Without new approaches to labor productivity, recent wage gains will be eroded by inflation, leaving workers ultimately no better off, said Andrei Gangan, head of monetary policy at the Central Bank.

The Russian economy is shifting to a phase of “balanced growth” following a period of overheating over the last two years, the Bank of Russia official told Rossiyskaya Gazeta in an interview.
“Today, our economy has effectively maxed out its available production capacity, logistics, and infrastructure, and most critically, it has tapped almost all of our human resources. It is now a challenge to find new workers. The economy is overheating and needs room to breathe; we require new approaches to boost productivity. Without this, all of the recent wage increases will inevitably be ‘eaten up’ by inflation, and working people will end up with nothing to show for it,” he said.
According to Rosstat, Russia’s GDP growth slowed this year: the economy grew by 1.1% in the second quarter of 2025, after expanding by 1.4% in the first quarter.

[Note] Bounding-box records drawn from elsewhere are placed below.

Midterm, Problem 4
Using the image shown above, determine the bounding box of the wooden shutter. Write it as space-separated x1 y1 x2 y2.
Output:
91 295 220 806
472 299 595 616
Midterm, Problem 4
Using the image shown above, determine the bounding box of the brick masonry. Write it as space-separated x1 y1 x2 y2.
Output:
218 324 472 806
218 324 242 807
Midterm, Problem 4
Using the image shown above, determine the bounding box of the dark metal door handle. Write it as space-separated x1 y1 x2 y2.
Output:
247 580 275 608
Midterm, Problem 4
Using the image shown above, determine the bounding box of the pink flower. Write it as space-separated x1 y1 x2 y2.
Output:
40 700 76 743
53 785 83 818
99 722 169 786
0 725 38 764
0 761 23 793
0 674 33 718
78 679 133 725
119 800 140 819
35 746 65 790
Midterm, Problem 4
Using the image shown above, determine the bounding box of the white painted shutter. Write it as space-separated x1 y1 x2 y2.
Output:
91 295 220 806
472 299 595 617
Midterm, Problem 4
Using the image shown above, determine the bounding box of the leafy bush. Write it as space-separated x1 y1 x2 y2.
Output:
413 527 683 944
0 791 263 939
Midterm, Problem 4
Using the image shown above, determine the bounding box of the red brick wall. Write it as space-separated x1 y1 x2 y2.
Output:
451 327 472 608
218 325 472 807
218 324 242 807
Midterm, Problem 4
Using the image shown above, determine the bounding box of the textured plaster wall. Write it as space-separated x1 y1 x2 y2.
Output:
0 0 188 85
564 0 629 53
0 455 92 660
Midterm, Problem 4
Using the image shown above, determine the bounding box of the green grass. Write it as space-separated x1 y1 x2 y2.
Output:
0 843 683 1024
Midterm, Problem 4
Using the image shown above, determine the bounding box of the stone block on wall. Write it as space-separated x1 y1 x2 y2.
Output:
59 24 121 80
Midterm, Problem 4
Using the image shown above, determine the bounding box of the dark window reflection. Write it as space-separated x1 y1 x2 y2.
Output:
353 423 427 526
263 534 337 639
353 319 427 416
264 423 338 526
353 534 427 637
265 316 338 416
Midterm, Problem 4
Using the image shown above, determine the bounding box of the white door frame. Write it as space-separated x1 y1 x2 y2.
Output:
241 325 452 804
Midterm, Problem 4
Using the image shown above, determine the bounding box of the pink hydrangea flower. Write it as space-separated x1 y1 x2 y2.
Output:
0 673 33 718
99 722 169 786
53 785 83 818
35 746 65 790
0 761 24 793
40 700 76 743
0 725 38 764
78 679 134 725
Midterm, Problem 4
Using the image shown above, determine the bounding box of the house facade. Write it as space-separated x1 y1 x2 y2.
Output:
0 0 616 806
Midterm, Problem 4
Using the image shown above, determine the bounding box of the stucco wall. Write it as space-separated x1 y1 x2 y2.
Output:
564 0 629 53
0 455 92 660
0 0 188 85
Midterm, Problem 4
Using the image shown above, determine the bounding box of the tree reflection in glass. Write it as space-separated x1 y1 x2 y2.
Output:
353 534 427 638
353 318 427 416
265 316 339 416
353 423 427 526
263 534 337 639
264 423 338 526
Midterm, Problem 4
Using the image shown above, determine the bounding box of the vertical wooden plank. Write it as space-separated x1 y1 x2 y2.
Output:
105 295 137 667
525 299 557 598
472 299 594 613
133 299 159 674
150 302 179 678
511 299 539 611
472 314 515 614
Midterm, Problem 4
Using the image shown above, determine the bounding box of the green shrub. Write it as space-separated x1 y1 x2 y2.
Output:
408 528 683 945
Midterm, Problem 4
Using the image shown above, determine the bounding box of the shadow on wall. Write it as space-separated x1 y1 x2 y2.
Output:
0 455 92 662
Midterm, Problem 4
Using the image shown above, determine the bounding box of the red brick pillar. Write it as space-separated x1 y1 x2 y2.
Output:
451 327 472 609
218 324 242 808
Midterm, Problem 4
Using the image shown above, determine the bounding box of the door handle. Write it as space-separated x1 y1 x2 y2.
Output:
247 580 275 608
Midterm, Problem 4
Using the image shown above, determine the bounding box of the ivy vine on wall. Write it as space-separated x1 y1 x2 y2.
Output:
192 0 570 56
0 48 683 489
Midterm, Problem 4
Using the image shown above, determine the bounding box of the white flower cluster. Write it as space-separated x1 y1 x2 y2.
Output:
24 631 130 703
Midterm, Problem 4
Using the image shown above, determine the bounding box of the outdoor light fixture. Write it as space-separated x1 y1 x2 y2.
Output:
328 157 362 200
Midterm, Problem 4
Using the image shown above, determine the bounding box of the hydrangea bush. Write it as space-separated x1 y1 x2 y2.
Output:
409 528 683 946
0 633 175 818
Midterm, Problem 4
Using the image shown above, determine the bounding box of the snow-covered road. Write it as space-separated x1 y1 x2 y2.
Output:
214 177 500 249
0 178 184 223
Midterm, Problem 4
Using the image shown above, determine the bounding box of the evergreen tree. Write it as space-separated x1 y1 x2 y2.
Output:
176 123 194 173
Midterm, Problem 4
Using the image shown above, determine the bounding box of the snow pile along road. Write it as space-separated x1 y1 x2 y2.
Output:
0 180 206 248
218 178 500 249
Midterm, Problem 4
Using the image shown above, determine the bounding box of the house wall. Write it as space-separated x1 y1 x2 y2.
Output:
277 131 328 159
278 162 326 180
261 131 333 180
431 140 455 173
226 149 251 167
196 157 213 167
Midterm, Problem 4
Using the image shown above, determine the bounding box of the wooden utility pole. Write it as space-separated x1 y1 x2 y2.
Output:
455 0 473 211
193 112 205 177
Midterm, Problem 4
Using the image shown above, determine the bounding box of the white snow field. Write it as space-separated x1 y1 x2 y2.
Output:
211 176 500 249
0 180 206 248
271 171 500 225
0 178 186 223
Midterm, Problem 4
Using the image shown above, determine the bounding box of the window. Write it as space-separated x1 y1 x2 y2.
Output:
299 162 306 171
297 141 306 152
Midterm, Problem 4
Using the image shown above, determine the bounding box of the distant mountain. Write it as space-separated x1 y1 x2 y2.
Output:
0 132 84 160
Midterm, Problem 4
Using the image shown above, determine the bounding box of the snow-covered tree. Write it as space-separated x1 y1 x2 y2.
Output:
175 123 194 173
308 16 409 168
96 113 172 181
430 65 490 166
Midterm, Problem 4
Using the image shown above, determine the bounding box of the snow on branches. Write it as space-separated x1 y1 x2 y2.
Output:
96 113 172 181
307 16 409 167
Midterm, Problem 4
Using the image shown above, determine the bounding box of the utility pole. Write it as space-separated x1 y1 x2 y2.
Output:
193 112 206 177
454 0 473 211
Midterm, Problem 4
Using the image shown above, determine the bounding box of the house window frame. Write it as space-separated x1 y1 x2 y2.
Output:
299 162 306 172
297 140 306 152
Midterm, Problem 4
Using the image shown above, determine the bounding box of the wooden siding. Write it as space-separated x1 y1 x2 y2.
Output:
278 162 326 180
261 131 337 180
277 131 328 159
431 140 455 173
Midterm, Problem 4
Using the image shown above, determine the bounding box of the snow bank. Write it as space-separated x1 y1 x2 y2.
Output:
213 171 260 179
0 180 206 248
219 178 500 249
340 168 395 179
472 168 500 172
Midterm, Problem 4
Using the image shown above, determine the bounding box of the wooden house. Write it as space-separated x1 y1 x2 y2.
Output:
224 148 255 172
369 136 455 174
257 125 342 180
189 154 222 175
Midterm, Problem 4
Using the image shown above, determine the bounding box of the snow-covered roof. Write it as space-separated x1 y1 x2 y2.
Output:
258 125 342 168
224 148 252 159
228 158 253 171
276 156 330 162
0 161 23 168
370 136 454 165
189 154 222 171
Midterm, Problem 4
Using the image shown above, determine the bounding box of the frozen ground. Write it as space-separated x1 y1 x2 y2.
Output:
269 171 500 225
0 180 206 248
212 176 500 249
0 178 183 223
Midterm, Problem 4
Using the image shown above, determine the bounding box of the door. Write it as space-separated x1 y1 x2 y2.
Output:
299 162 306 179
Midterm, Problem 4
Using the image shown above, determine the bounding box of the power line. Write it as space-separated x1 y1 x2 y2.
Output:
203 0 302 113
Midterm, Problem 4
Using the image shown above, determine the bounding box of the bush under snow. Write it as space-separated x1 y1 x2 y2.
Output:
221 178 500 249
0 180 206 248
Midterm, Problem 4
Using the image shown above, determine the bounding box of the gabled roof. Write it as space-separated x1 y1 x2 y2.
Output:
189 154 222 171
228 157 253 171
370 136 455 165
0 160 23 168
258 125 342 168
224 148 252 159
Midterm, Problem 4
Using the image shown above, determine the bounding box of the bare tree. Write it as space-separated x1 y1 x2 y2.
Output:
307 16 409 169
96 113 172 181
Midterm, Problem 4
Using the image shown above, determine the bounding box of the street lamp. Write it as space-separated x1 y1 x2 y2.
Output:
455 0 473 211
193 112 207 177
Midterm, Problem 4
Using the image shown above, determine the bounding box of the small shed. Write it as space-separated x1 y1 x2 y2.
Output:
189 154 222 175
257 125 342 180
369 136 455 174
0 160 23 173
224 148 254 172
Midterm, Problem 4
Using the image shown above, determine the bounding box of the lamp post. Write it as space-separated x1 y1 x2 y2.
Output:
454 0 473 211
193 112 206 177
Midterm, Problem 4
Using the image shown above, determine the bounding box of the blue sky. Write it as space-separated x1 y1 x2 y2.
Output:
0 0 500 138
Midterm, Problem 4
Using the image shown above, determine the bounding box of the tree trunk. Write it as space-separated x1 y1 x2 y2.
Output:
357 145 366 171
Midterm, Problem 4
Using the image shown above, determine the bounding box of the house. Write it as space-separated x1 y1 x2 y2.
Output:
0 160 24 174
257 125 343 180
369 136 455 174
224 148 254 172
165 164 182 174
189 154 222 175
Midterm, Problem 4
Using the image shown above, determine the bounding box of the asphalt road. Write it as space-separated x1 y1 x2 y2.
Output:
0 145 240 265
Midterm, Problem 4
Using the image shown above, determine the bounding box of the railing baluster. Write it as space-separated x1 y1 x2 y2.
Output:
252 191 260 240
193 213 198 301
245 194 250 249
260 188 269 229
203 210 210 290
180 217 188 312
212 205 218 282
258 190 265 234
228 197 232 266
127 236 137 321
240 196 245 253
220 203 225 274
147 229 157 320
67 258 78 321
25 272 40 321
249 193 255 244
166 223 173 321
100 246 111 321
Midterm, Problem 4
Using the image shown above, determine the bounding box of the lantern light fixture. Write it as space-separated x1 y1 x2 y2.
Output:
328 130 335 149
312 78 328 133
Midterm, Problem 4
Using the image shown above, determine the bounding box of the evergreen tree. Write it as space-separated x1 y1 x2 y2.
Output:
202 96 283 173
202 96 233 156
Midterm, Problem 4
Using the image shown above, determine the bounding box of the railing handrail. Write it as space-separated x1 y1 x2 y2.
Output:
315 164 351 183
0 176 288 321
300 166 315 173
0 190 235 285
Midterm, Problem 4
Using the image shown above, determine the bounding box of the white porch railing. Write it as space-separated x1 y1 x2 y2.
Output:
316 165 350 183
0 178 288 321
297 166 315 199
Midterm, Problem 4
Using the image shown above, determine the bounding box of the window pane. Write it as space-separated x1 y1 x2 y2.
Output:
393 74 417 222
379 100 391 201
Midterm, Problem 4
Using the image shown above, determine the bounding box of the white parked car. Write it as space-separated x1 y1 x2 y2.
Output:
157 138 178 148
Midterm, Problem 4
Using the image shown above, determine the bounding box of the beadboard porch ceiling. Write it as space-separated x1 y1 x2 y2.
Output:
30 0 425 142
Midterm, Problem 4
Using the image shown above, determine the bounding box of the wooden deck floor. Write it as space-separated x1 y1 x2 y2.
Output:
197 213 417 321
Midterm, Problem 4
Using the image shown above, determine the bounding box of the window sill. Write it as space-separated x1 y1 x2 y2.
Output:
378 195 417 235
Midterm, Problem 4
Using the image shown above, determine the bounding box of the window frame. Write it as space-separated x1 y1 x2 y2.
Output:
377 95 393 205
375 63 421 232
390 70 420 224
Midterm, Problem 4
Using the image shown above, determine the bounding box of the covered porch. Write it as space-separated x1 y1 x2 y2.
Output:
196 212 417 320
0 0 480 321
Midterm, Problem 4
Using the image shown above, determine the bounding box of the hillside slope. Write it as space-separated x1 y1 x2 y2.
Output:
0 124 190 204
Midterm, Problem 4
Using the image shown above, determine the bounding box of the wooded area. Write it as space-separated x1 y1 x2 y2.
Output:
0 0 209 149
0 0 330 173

Russia’s growth potential is a fluctuating estimate of 1–2% that depends in a complex way on multiple factors, explains economist Sergei Khestanov, an Associate Professor at RANEPA. Any growth above this potential leads to overheating and inflation and must be cooled down.
“Anti-inflationary policies naturally limit economic growth. For developing economies, growth below 3% de facto means stagnation,” the expert emphasized.